Bluestone 42 includes a wealth of funny stories about how our heroes pass their time, based on the experiences of many of the military people with whom the writers - James Cary and Richard Hurst - have been in discussion. The research has been exhaustive. The team, led by Stephen McCrum and Michelle Farr, all know we need the licence to laugh. And that is authenticity and research. Writing from the head and heart.
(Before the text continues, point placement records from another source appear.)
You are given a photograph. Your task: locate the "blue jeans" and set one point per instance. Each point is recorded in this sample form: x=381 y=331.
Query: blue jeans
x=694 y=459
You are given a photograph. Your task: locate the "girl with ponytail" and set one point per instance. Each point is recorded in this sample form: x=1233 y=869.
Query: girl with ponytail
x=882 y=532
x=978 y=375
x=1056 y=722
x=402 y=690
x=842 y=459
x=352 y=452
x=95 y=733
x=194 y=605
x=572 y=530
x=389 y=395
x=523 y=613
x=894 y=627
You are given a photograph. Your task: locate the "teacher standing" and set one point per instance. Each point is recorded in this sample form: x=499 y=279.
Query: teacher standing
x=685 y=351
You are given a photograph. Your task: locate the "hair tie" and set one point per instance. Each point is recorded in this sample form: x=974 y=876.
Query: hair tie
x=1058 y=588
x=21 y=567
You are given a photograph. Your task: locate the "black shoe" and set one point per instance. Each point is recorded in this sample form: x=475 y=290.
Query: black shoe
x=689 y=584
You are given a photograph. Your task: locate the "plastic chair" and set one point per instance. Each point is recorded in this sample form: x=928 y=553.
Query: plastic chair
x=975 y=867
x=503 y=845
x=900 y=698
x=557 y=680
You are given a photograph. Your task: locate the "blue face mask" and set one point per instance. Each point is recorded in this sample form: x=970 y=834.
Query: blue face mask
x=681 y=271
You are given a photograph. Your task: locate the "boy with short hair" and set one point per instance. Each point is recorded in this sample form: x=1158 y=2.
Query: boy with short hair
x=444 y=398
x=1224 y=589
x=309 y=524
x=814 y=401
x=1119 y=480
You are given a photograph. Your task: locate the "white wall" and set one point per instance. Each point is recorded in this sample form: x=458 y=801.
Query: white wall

This series will not prosper if it’s not all about the characters. A dissertation on the rights and wrongs of war should be left to documentary makers. Also the graphic truths. We saw those brilliantly bought to life in BBC Three’s award-winning Our War. Even in programmes like these, there is sometimes humour. Humour as a coping strategy, because it’s natural and true. However, I believe, having seen Bluestone 42, that because we took great care and used a lot of intelligence, we will, alongside the humour, actually raise issues that others have taken on.
But first and foremost, I hope the series has brought to life funny, engaging and real characters, in an authentic setting and situation. It is, I believe, a warm and inclusive comedy drama, but it does not duck some of the realism. Done right, that is part of comedy’s mission. Especially on BBC Three, a place that should challenge and raise debate in all of its genres. These things, if executed without the greatest love and attention, will not engage the audience and risk upset.
Conflict is a big part of the world today. We have grown up through wars in Iraq and Afghanistan. I believe it’s natural that comedy searches out things that affect us in our everyday lives. Not only natural, but essential. Down the years, comedy has documented, often effected social and moral change. That sense of being at the centre of things, however uneasy, is why I wanted to do what I do. And the fact that humour is a way of understanding those things.
Of course, I can see why the headline of Bluestone 42 can be looked at negatively. But I hope, because we stuck to our ambitions, we are delivering a comedy drama that has the adventure, truth, risk and excellence of something like The Thick Of It, produced by this department, which although set in the world of politics, is actually all about the behaviour of the characters. We also produced Twenty Twelve - again about the characters, using the Olympics as the reference point.
I recall Dad’s Army and It Ain’t Half Hot Mum - hilarious, but in their day, I bet, they carried some element of risk and upset. Most relevant to our thinking has been the iconic 70s American hit series, M*A*S*H, which again was not about war, but the characters. However, it did not flinch from being real and informed. And because it was done so amazingly, perhaps it did offer an explanation and a perspective on something truly awful. If Bluestone 42 can achieve some degree of that insight through laughter, then we have more than achieved something very special.
The fundamental point is we're fully aware of the delicate nature of this subject area. We have talked to many, many people who live the Bluestone 42 life for real. Every care has been taken in the delivery of the material in order that we don’t offend any of the courageous people who serve in the armed forces or their families.
Mark Freeland is UK Controller of Comedy Production.
Bluestone 42 is on BBC Three on Tuesday 5 March at 10pm.